Remember, A/B testing is not just about running tests and finding the winning variation for your web page, it is also about learning how different factors contributed to the win. Before implementing the highest winning design on your website, it's important to take a close look at any outcome (winning, leading, or inconclusive) you obtained during your experiment. This will help you understand your audience's behavior towards a particular variation and make appropriate decisions in the future.
In Zoho PageSense, we consider several criteria that should be met to conclude your A/B test results and declare a winner. This includes the number of visitors, the number of conversions, conversion rate, improvement, significance, and other related metrics for each goal configured in your variation page. These metrics can provide you with the level of accuracy with which you can trust the results in your A/B test reports run using PageSense.
In this article, we will see the major parameters that contribute to a winning variation, as well as the factors you should consider while analyzing your A/B (or Split URL) experiment results in PageSense.

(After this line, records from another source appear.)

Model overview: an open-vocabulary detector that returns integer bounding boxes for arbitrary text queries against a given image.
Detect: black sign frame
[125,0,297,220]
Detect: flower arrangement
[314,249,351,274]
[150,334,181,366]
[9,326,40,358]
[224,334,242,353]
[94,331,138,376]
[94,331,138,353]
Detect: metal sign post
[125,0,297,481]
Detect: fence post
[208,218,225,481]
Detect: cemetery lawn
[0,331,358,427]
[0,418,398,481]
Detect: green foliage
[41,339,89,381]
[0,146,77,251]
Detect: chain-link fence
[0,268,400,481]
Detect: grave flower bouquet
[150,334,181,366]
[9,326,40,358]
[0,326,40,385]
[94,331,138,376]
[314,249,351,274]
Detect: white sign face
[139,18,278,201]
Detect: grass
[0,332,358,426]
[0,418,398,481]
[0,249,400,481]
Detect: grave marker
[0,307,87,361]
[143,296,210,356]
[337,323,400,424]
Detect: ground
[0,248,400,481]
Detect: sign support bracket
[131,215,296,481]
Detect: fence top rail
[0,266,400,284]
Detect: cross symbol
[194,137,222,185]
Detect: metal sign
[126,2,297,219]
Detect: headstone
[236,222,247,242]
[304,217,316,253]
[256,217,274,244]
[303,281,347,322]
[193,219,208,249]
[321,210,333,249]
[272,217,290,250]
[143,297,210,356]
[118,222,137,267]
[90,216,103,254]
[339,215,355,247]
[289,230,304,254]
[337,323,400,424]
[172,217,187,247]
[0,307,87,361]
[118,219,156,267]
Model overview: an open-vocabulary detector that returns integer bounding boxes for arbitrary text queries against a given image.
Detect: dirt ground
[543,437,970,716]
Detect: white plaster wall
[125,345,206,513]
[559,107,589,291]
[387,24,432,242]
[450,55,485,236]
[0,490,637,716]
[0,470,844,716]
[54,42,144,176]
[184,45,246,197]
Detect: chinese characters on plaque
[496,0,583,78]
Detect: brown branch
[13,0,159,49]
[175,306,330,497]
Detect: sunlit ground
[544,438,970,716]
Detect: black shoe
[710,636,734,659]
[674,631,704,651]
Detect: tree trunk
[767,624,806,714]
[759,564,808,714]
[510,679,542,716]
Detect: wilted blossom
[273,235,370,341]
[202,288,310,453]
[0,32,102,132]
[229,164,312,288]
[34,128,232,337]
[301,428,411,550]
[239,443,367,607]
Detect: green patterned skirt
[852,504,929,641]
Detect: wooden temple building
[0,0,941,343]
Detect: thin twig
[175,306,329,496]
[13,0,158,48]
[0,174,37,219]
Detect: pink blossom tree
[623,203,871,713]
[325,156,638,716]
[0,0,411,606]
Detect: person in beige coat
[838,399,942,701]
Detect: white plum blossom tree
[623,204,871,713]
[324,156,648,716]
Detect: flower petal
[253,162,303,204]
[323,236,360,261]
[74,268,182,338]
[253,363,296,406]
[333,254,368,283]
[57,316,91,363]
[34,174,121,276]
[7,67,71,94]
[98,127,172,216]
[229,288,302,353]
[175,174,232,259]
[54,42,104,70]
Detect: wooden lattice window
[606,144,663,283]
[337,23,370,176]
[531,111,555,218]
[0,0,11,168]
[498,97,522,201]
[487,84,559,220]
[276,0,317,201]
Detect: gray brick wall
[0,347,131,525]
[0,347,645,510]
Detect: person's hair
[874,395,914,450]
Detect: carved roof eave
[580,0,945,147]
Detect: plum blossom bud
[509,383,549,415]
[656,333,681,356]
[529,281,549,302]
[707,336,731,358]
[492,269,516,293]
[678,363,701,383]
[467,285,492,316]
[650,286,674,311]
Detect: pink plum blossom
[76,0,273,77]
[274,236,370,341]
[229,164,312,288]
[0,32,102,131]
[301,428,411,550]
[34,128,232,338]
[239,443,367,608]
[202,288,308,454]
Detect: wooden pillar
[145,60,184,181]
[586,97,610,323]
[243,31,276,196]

Declaring results using the Frequentist method
The Frequentist method of A/B testing tells you whether variation A or B will win by calculating the number of times an event occurs within a visitor sample. To be considered a winner in frequentist method, a variation must:
- Have reached the adequate visitor count (or sample size)
- Have a higher conversion rate on the primary goal
- Have achieved the set statistical significance level.
Visitor count/Sample size
When you are running an A/B (or Split URL) test, the overall visitor traffic that you see in your original and variation version depends on the traffic percentage that you allocated to each version while setting up your experiment.
Zoho PageSense carefully monitors the new visitors coming to your page to make sure you have sufficient traffic for each original and variation pages to attain a statistically significant result. Once the desired visitor traffic is reached, we will declare the winner for your result. However, if the volume of traffic is too low, we will tell you how many more visitors are required for each variation to get a reliable and actionable result.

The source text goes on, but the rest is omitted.